Kurduğu korku imparatorluğu, düşmanlarına korku salmakta belki düşündüğünün ötesine geçti, belki de istediği tarihin kendisini böyle yazmasıydı. Orta Asya konusunda Türkiye’nin en yetkin isimlerinden birisi olan, aynı zamanda master danışmanım Prof. Dr. Mehmet Alpargu Hoca’dan yıllarca aldığımız Moğol ve Orta Asya tarihi ile ilgili derslerde hikaye gibi dinlediğimiz savaşlar ve cezalandırma yöntemlerini hatırlamak kaçınılmaz oldu.
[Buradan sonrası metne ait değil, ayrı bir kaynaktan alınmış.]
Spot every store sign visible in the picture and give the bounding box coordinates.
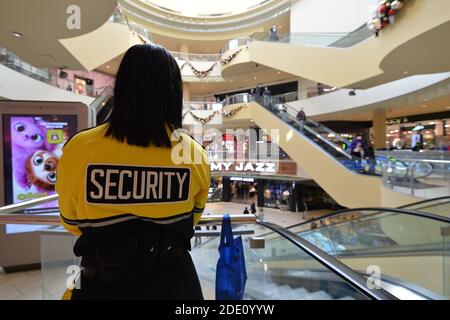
[211,162,277,173]
[386,118,409,126]
[230,177,255,182]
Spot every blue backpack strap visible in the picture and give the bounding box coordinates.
[220,213,233,246]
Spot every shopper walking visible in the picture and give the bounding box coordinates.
[250,201,256,214]
[296,108,306,132]
[270,24,278,42]
[56,45,210,300]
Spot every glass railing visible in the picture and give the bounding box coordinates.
[252,32,346,47]
[90,87,114,125]
[170,51,221,62]
[252,96,418,177]
[0,48,111,97]
[183,101,223,111]
[251,25,374,48]
[0,195,396,300]
[0,48,52,84]
[191,225,367,300]
[383,159,450,198]
[401,196,450,217]
[220,37,252,54]
[279,208,450,299]
[221,93,254,106]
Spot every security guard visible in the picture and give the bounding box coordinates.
[56,45,210,299]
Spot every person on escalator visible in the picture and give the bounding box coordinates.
[296,108,306,132]
[364,144,376,174]
[56,44,211,300]
[279,104,289,123]
[263,87,272,108]
[350,135,366,168]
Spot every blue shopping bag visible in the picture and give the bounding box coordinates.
[216,214,247,300]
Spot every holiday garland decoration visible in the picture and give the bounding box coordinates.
[183,110,218,124]
[220,48,243,66]
[367,0,406,36]
[222,103,247,118]
[182,103,247,124]
[180,48,243,79]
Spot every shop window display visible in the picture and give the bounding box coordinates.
[208,177,223,202]
[264,182,292,210]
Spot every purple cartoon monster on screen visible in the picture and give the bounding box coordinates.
[11,117,45,188]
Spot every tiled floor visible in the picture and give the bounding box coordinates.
[0,202,328,300]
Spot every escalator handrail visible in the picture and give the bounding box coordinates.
[269,102,352,163]
[283,104,351,145]
[257,221,398,300]
[89,86,114,114]
[398,196,450,209]
[272,207,450,235]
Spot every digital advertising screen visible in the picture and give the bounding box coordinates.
[3,114,77,234]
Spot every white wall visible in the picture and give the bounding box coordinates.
[291,0,378,32]
[0,65,94,105]
[288,72,450,116]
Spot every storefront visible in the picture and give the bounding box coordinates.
[208,176,341,212]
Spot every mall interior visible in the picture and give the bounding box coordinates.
[0,0,450,300]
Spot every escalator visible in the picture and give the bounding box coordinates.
[89,87,114,125]
[222,0,449,89]
[260,197,450,299]
[0,192,450,300]
[401,196,450,217]
[250,100,418,208]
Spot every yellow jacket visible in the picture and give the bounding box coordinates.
[56,124,210,235]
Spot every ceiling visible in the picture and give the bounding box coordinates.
[96,55,298,96]
[140,0,272,17]
[0,0,117,70]
[119,0,290,44]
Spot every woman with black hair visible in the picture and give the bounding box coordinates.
[56,45,210,299]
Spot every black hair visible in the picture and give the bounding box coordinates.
[105,44,183,148]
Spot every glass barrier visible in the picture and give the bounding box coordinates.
[222,93,255,106]
[0,48,52,84]
[183,101,223,111]
[252,32,346,47]
[34,218,384,300]
[291,209,450,299]
[191,225,366,300]
[251,25,374,48]
[170,51,221,62]
[401,196,450,217]
[383,159,450,198]
[0,48,111,97]
[220,37,252,54]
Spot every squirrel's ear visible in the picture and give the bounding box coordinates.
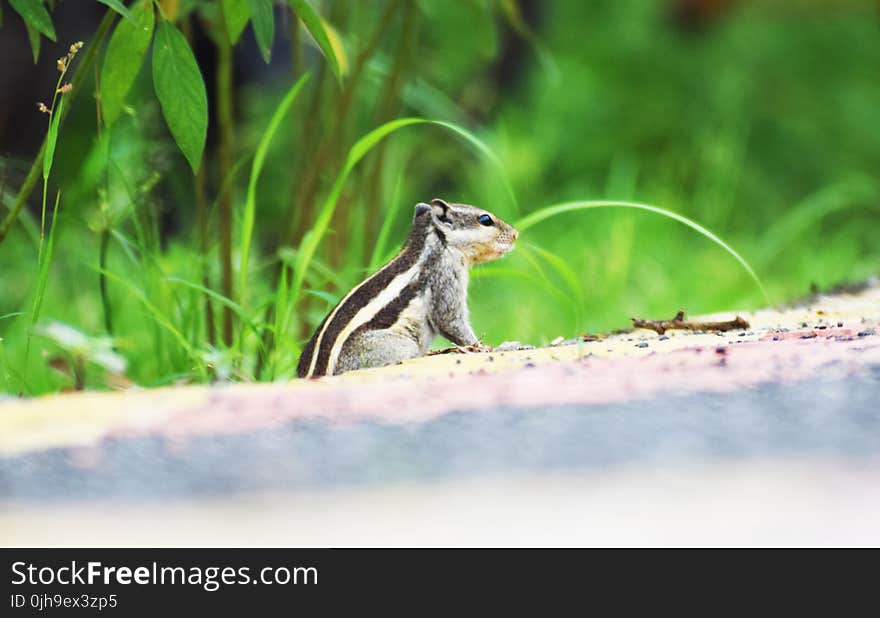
[431,198,449,221]
[413,202,431,219]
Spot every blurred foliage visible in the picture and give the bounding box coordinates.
[0,0,880,393]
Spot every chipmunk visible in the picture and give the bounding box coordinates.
[297,199,519,378]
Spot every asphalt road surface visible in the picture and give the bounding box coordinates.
[0,287,880,545]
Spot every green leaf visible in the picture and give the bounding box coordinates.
[153,19,208,174]
[43,95,66,180]
[101,0,155,127]
[248,0,275,62]
[239,73,309,310]
[98,0,138,24]
[220,0,251,45]
[9,0,58,41]
[24,24,40,64]
[289,0,348,81]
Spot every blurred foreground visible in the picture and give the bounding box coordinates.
[0,285,880,546]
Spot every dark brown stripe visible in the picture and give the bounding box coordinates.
[303,212,431,376]
[296,310,333,378]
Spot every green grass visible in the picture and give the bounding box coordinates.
[0,0,880,394]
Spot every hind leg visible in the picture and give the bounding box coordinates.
[333,329,422,374]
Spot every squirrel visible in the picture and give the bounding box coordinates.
[297,199,519,378]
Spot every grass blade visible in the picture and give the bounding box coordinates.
[290,118,516,307]
[514,200,773,305]
[238,73,309,310]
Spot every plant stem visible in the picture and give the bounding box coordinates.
[217,31,235,346]
[98,229,113,337]
[195,165,216,346]
[0,9,116,243]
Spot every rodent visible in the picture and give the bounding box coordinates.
[297,199,519,378]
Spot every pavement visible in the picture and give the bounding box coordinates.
[0,284,880,546]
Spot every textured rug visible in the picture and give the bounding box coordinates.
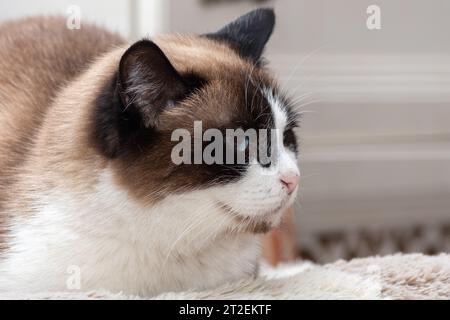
[0,254,450,300]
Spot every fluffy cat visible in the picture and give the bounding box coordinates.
[0,9,299,296]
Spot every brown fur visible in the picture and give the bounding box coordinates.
[0,18,282,248]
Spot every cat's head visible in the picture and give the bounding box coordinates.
[93,9,300,230]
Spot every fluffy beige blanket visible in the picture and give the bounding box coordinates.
[0,254,450,300]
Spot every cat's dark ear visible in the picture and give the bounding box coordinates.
[118,40,188,127]
[93,40,190,158]
[205,8,275,62]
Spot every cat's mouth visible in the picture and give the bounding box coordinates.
[218,201,285,233]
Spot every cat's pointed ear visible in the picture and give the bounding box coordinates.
[118,40,187,127]
[205,8,275,62]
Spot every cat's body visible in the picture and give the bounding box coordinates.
[0,10,298,295]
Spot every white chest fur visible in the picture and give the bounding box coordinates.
[0,172,259,295]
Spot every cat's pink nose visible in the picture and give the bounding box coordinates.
[280,171,300,194]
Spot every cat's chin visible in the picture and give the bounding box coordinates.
[219,202,286,234]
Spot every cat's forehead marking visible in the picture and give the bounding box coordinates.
[263,88,287,131]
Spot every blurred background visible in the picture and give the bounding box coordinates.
[0,0,450,263]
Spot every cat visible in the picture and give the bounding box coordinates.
[0,8,300,296]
Olayları dönemin koşullarıyla ele almaya çalışmak, bir tarihçinin hangi konuda çalışırsa çalışsın, yapmakla yükümlü olduğu bir görevdir. Mevzu Cengizhan ve Moğol tarihi olunca düşmanı o denli barbarca cezalandırmanın sebebini anlamak olsa da... Dağınık bir yapıda, kontrolsüz boyların birbirine karışık olarak yaşadığı ve Alpargu hocamın her zaman hatırlattığı “Bozkırın kapısı yoktur” deyiminden yola çıkarak, Cengizhan’ın da burada bir otorite haline gelmek için aldığı “sert tedbirler” günümüz anlayışına göre bize doğal olarak barbarca ve acımasız gelir. İşte bu otoriteyi içeride sağlamak için yasalar çıkarmış, dışarıda gücünü kabul ettirmek içinse düşmanlarının korkulu rüyası olmuş.
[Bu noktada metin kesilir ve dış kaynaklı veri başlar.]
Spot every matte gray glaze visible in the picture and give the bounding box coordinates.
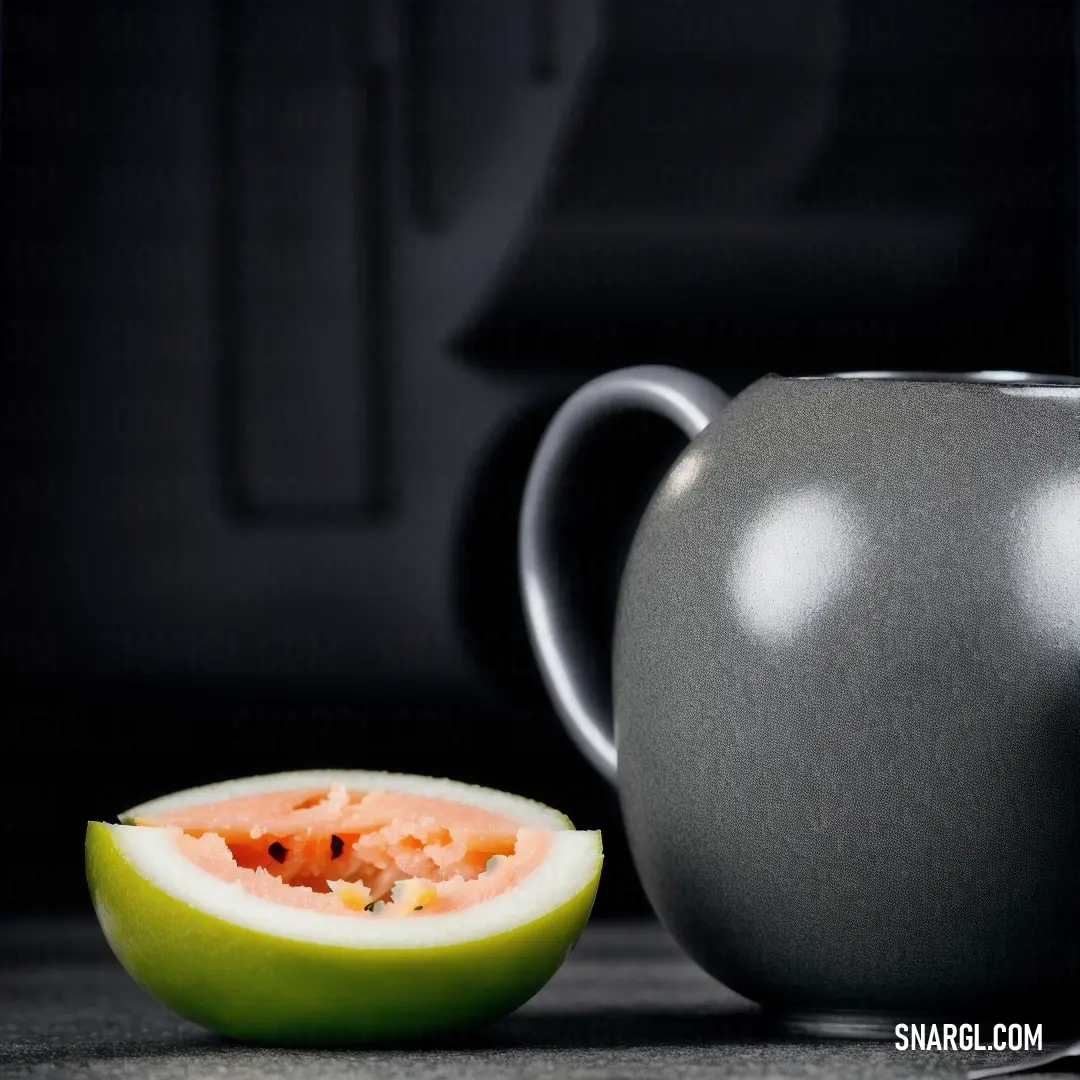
[526,369,1080,1021]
Yaşamı boyunca kaç kişiyi öldürdüğü tarihçiler arasında hep tartışılan, bazılarına göre 40 milyon kişiyi, bazılarına göre dünya nüfusunun yüzde 11’ini öldürttüğü iddia edilen Cengizhan, birbiriyle hiç ilgisi olmayan klanları etrafında toplayarak büyük askeri zaferlere imza atarken, geride bıraktığı her yeri yakıp yıkması ile bilindi hep. Kendisi Şamanist olsa da; liyakata daima önem veren Cengizhan, etrafında yetenekli olduğu sürece asker, zanaatkar, Hristiyan, Budist ve Müslümanlara yer vermekten çekinmiyordu. Hatta bir savaşta kendisine isabet etmek üzere olan bir oktan kurtulmuş ve esirlerin arasına giderek o oku kimin attığını sormuş, öne çıkan askere ordusunda yer vermişti. Ayrıca hangi dinden olursa olsun, alimlere büyük önem verirdi.
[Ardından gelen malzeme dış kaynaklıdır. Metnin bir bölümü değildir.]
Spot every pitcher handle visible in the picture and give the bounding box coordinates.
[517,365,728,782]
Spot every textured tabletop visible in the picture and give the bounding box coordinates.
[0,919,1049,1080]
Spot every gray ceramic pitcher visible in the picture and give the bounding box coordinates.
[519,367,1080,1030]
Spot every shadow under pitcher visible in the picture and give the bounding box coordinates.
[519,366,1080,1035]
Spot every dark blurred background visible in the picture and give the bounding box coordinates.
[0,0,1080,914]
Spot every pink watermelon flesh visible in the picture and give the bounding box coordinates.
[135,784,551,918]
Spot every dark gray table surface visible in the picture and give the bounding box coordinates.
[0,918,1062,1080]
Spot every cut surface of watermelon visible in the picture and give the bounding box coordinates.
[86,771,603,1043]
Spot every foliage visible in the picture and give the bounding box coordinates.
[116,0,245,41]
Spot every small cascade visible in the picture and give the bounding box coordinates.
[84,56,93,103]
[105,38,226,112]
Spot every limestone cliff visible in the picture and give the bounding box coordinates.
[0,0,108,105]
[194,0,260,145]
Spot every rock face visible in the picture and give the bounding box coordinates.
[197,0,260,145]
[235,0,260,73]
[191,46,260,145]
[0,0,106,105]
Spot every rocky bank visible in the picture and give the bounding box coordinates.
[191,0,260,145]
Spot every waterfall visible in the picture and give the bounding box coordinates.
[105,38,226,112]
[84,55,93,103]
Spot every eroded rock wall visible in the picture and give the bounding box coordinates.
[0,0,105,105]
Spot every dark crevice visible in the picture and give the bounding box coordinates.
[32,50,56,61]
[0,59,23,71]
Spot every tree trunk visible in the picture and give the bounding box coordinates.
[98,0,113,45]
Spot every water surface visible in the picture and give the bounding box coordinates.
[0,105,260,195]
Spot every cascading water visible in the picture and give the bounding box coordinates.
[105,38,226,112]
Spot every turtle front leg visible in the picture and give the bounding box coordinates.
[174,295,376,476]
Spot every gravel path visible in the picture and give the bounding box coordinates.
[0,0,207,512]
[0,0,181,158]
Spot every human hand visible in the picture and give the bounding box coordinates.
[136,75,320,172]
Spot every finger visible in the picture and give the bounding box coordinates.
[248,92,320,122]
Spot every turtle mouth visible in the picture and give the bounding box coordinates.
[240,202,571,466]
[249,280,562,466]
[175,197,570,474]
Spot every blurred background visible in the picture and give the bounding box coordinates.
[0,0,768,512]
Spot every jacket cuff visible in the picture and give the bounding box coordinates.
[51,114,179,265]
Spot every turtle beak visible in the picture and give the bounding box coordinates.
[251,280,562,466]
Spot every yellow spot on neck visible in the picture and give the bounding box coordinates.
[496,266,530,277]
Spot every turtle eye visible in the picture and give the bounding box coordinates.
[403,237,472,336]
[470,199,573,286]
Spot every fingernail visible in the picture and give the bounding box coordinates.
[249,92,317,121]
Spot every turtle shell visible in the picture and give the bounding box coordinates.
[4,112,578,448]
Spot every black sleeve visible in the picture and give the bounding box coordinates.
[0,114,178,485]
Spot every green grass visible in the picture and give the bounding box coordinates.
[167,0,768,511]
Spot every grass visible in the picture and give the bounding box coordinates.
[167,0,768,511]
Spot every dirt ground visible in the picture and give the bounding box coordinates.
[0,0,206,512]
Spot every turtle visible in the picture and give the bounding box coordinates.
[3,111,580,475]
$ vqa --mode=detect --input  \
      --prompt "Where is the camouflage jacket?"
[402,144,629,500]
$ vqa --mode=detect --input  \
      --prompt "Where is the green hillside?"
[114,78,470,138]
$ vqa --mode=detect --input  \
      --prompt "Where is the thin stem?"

KULAĞINA GÜMÜŞ DÖKÜLEREK ÖLDÜRÜLEN VALİ
Zor bir çocukluk geçiren Cengizhan, babasını küçük yaşta kaybetmiş, babasına tabi olan kabileler onları terk edince büyük baskılara maruz kalmış, hatta babasının sağlığında nişanlandığı Börte Fuçin, Merkitler tarafından kaçırılmıştır. Etrafına topladığı Moğol kabileleri ile kendisine bir devlet kuran Cengizhan, oğullarıyla birlikte etkili seferler yaparak ülkeleri yağmaladı, sınırlarını genişletti. Bunların hepsini acımasızca gerçekleştiren Cengizhan’ın Merv’de 1 milyon 300 bin kişiyi öldürdüğünü Tarih-i Cihangüşa yazar. Yine bu kaynağa göre Nişabur’da intikam için kediler ve köpekler dahi katledildi. Gürgenç neft ile ateşe verildi, zanaatkarlar hariç halk katledildi. Bu dönemde İslam Türk dünyasının en önemli devletlerinden birisi olan Harzemşahlar, Moğollar’la karşı karşıya gelmek istememesine rağmen, bu kaçınılmaz olmuştu.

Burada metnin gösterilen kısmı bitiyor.